For Diaz, the movie came along at a time, after COVID-19, when she and Madden thought it might be “something good for our family” to switch things up and have her get back on a set. Ultimately, though, she considered the project only because Foxx was involved.
“I knew, having made movies with Jamie in the past, that I was going to get the most talented man in show business, and the best partner,” she says. “If I’m leaving my family for 10 hours out of the day, it really matters who I’m doing it with.”
Good news, fans!Cameron Diaz is back onscreen for ‘Back in Action’ with Jamie Foxx
“Back in Action” stars Diaz and Foxx as a pair of spies, Emily and Matt, who leave the world of espionage behind to start a family. Years later, after dipping their toes back into their old roles by tracking their teenage daughter during a night out, they accidentally blow their cover and are pulled into the life they left behind.

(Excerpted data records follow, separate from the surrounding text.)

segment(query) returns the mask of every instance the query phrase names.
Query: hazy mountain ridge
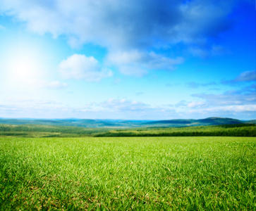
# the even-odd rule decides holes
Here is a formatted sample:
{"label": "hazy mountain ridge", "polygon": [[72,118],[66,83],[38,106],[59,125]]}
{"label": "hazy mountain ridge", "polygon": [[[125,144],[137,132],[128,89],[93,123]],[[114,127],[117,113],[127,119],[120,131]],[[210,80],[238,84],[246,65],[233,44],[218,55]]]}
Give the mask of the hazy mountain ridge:
{"label": "hazy mountain ridge", "polygon": [[48,124],[59,126],[76,126],[83,127],[190,127],[233,124],[251,124],[256,120],[243,121],[231,118],[209,117],[200,120],[90,120],[90,119],[0,119],[0,124]]}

Diaz’s character making a triumphant return after walking away from her career and prioritizing her family certainly calls to mind the actress’ real-life journey, though given the script was written without knowing she would star. This “echo between what’s happening in the movie and her life” was “coincidence and luck,” Gordon says.
Despite a decade-long absence, it was “kind of like muscle memory” for Diaz to pick up where she left off, she says: “A chef doesn’t forget about how to chop.” Indeed, the actress “didn’t even take warm-up time” to get back in the swing of things, Gordon says. “She was just in it immediately.”
But work on “Back in Action” hit a terrifying snag in 2023 after Foxx was hospitalized midproduction with a health emergency. The comedian later revealed he suffered a stroke, which left him initially unable to walk and with no memory of 20 days.
At that point, “Back in Action” still had about eight days of filming to go. Some footage was shot with a body double for Foxx, though little of it ended up in the film after a rewrite of the scene. Production was further delayed by a four-month Hollywood actors strike.
Gordon felt “total relief” when Foxx, after making a full recovery, came in to look at early footage and was just like his old self, complete with his signature riffs as he joked around about the strike. “It was really miraculous how he had healed,” Gordon says.
Filming began again in 2024 with Foxx, adding another meta layer to the film’s title as he became the one back in action. The star says he and Diaz shared some “tears” after reuniting for the first time since his stroke, but he was eager to put these emotions aside and get back to work.
“We definitely had those somber moments where (you say), ‘Man, we’re glad everything worked out all right,’ and you take that and you have that moment,” he says. “Then you put it off to the side, and you go back to doing what you’re blessed to do.”
Foxx, who discussed his health scare at length in his December Netflix special “What Had Happened Was …,” maintains a sense of humor about the crisis as he jokes about feeling relieved by how the film came out. “What would have put me back in the hospital (is) if it was bad!” he quips.
So now that Diaz is back, what might the next phase of her career look like? The actress, who welcomed her second child last year, now has a “whole new filter” when it comes to considering projects to take on.
“There’s completely different boxes to check off than before,” she says. “I know the two that are most important, that are there no matter what, are my family and my time and how I spend it. After that, the rest of the boxes, I’ll have to make that up as I go to see what speaks to me to make it worth my while.”